However, bonds' classic selling point, regardless of any temporary market circumstance, is their stability. Zynga stock, for example, is a lot more likely to lose much or most of its value than is a Treasury note backed with the full faith and credit of the United States government. Most of the currently discounted bonds are of what's euphemistically called less-than-investment grade. Maturities are long, Fitch ratings are low. In the summer of 2012, your average corporate bond issuer can't offer you a decent regular payment without asking for a lot of your money up front. And why not? Money's inexpensive, as we established.
Inflation Vs. Deflation
There are two equally shrill factions on this issue, one of which might even know what it's talking about. Some economists and their devotees are convinced that with an activist Federal Reserve chairman and a president beholden to the idea of economic stimuli, we'll soon see inflation that will rival that of the Weimar Republic. The only difference will be that our wheelbarrows will be filled with electronic fund transfers instead of cash. If inflation is indeed coming, the borrowers will be the lucky ones. When payments come due, creditors will be entitled to nothing more than pennies on the (constant) dollar. Meanwhile, debtors will be able to repay their obligations even more easily than they do now.
The other side argues that central banks can keep interest rates low as long as necessary, and that if anything, we need to worry about deflation. Sure, the idea of today's dollar gaining value tomorrow sounds tempting to an economic agent who deals exclusively in cash. However, for those of us in the real world, the one where credit exists, too little inflation (or negative inflation) means too little liquidity. If deflation were to persist, only the most rock-solid bond issuers would be able to repay their debt. The Fed would print even more cash, and repeat as necessary.
SEE: Protect Your Portfolio Against Inflation And Deflation
Should You Buy Bonds Still?
Holding bonds has been traditionally regarded as a defensive strategy. Were the economy to collapse, and major corporations go out of business, bondholders would be in better shape than their stockholders would (though still in rough shape).
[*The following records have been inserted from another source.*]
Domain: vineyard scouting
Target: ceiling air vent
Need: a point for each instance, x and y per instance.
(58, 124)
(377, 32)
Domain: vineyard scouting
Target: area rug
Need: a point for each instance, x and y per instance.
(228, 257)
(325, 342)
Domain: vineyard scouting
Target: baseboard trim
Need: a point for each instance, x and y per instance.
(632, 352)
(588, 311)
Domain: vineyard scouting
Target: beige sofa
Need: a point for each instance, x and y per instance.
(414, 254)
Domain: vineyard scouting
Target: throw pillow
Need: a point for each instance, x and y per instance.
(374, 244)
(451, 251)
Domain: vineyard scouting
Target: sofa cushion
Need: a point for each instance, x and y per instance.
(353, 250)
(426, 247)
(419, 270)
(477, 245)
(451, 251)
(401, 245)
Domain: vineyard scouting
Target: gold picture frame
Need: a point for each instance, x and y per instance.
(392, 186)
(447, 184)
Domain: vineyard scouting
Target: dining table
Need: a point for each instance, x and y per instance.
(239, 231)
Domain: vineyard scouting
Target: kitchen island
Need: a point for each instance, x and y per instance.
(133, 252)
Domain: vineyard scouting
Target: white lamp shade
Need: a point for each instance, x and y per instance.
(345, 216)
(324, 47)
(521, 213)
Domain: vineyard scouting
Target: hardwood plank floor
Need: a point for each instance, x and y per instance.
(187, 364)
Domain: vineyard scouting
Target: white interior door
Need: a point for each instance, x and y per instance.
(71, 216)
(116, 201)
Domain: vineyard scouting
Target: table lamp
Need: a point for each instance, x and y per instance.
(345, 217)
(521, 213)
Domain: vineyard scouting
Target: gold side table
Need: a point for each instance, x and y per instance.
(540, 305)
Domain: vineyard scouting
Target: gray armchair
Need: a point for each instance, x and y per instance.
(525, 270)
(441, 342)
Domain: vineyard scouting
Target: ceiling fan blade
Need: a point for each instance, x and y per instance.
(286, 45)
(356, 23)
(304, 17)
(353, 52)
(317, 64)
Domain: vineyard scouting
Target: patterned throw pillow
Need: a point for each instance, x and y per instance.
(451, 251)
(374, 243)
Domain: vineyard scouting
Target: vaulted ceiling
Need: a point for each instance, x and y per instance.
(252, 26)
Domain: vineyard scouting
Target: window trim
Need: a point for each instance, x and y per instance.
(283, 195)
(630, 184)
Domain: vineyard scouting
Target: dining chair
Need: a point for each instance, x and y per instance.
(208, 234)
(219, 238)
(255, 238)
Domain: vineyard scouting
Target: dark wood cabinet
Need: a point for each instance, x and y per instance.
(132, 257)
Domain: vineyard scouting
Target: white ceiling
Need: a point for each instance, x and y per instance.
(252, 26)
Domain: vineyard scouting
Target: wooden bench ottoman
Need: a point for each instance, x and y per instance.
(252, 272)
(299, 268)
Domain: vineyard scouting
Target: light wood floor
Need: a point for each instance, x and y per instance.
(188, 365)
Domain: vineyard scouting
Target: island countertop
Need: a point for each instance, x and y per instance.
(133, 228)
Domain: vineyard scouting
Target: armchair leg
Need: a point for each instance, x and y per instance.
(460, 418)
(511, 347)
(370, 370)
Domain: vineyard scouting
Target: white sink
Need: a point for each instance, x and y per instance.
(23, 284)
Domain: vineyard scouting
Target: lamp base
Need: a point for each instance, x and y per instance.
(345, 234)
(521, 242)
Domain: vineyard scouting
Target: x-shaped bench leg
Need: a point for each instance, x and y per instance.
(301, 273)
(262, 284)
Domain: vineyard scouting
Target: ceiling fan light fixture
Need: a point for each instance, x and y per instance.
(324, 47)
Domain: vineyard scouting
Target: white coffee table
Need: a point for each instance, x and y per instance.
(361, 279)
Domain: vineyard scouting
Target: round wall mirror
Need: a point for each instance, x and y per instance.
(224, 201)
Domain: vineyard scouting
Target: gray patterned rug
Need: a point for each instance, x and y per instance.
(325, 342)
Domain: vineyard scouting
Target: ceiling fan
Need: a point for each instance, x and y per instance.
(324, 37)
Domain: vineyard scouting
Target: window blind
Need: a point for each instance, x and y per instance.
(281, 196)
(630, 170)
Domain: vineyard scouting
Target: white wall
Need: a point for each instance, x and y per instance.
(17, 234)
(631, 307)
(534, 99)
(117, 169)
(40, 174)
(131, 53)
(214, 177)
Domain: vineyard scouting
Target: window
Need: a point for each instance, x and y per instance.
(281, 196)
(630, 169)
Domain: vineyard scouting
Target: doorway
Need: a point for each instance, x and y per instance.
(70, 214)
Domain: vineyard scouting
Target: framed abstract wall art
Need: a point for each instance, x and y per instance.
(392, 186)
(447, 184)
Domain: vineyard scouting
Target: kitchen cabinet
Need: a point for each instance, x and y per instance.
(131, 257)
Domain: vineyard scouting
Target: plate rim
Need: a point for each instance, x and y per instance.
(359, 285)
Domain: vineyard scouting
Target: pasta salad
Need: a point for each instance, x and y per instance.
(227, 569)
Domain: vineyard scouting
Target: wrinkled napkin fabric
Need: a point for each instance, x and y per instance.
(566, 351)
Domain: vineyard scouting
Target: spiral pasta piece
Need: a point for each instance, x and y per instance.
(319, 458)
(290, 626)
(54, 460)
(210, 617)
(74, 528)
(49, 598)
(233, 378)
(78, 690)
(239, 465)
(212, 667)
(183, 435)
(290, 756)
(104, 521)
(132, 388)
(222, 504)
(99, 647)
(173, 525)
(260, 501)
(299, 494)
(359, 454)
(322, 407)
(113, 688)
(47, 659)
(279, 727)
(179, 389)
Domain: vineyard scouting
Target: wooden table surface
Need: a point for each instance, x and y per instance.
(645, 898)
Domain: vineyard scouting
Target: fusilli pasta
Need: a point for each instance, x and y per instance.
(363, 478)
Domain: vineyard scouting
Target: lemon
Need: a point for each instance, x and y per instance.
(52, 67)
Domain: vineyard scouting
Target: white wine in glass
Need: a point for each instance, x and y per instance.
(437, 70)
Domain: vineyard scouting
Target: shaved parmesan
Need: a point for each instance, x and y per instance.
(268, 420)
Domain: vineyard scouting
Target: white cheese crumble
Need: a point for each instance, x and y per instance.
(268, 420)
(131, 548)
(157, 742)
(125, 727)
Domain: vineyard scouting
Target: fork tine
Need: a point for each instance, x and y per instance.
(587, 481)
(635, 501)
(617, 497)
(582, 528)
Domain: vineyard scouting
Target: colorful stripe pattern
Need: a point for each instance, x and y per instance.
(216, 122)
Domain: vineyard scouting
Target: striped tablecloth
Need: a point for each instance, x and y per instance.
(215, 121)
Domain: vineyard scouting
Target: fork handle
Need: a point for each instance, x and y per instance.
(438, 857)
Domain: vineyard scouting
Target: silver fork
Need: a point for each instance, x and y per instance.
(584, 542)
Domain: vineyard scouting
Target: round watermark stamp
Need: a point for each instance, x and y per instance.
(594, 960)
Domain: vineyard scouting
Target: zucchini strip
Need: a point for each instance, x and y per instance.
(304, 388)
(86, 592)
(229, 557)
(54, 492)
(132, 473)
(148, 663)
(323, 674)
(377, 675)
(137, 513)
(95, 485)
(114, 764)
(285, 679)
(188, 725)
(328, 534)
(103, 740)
Purchasing an issuer's debt, rather than its equity, gets you paid earlier should the issuer go bankrupt and have a fire sale. (Unless the issuer is General Motors and the federal government arbitrarily decides to rearrange the payment hierarchy, but that's a topic for a different post.)
But don't overreact and convert all your assets to gold and/or buy that fortified compound in the Montana woods just yet. It's important to remember that everything is cyclical. Our parents were stuck with 18% (that's not a typo) mortgages in the early 1970s and early 1980s, buying them gladly or grudgingly because they didn't have any other choice. Today's bond market, stagnant as it may be, is not a permanent or even necessarily a long-term state of affairs.
One more thing. In an ever-more-sophisticated financial market that loves to commoditize and aggregate, bonds still serve a purpose as the stuff that bond funds are made of. While any characteristic of a particular bond - its maturity, rating or callability - might be a red flag, diversifying via a bond fund eliminates or reduces that problem. Moreover, with certain types of bonds and bond funds, there's always the possibility of enjoying your gains tax-free.
SEE: Taxation Rules For Bond Investors
The Bottom Line
As an investment class, bonds might be overpriced in the short-term. However, there's no denying their utility as a hedge against, and alternative to, other more volatile securities. Bonds will continue to serve a purpose in the marketplace - whether for an issuer looking to raise funds quickly, or for an investor looking to diversify.